Zebulon Crabtree found all that out the hard way back in 1849 when his mother and father shipped him off to St. Louis to apprentice with a tanner. Too bad he had serious allergies to fur and advice from his parents. Hearing the beat of a different drummer, Zeb takes up with a riverboat gambler who has some special plans for him, crosses paths with a slave who turns out to be a better friend than cook, and learns that some Indian medicine men can see even though blind. And then theres the Brotherhood—the one that Zeb cant seem to get out of . . . Lucky for us, the price of living in turbulent times is often a good story, and Zeb spins an unforgettable one.
"Returning to the banks of the Mississippi in his second novel, Helgerson (Horns and Wrinkles) creates an enjoyable yarn, albeit one that feels a little rushed. Twelve-year-old Zebulon 'Zeb' Crabtree is sent down the river to St. Louis to become an apprentice tanner, much to his dismay ('when I tried to point out that working with hides might rip my nose apart, Pa claimed that us Crabtrees were made of sterner stuff'). On the riverboat, a gambler named Chilly persuades him to be his apprentice instead, and Zeb is quickly inaugurated into the gambling underworld, hiding behind the wall of a poker room to signal other players' hands to Chilly and getting mixed up in Chilly's attempt to cheat a blind Native American chief. Eventually, Zeb has doubts about the life he's chosen and is forced to make some hard choices. Zeb has a strong voice and personality (though his cluelessness strains believability), and the supporting characters — including the chief's daughter and a slave named Ho-John — are well-defined. A thorough afterword and glossary nicely supplement the novel, but the quick resolution will leave readers wanting. Ages 8 — 12." Publishers Weekly (Copyright Reed Business Information, Inc.)

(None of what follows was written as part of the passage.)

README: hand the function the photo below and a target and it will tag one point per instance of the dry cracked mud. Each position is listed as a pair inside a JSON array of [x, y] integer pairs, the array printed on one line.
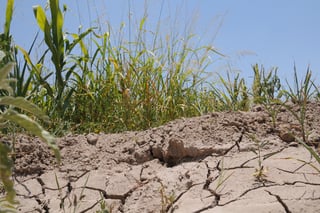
[[201, 164]]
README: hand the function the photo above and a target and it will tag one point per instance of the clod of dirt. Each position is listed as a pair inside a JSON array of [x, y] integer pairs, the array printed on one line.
[[201, 164], [92, 139]]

Leaving St. Louis in 1849, Zebulon Crabtree takes up with a riverboat gambler who has some special plans for him, crosses paths with a slave who becomes a friend, and learns that some Indian medicine men can see even though blind. Illustrations.
About the Author
Joseph Helgerson lives in Minneapolis with his wife, daughter, and son. He grew up in a small town on the Mississippi River, where his parents often took him and his brothers sandbar camping. Today he carries on that tradition with his own family.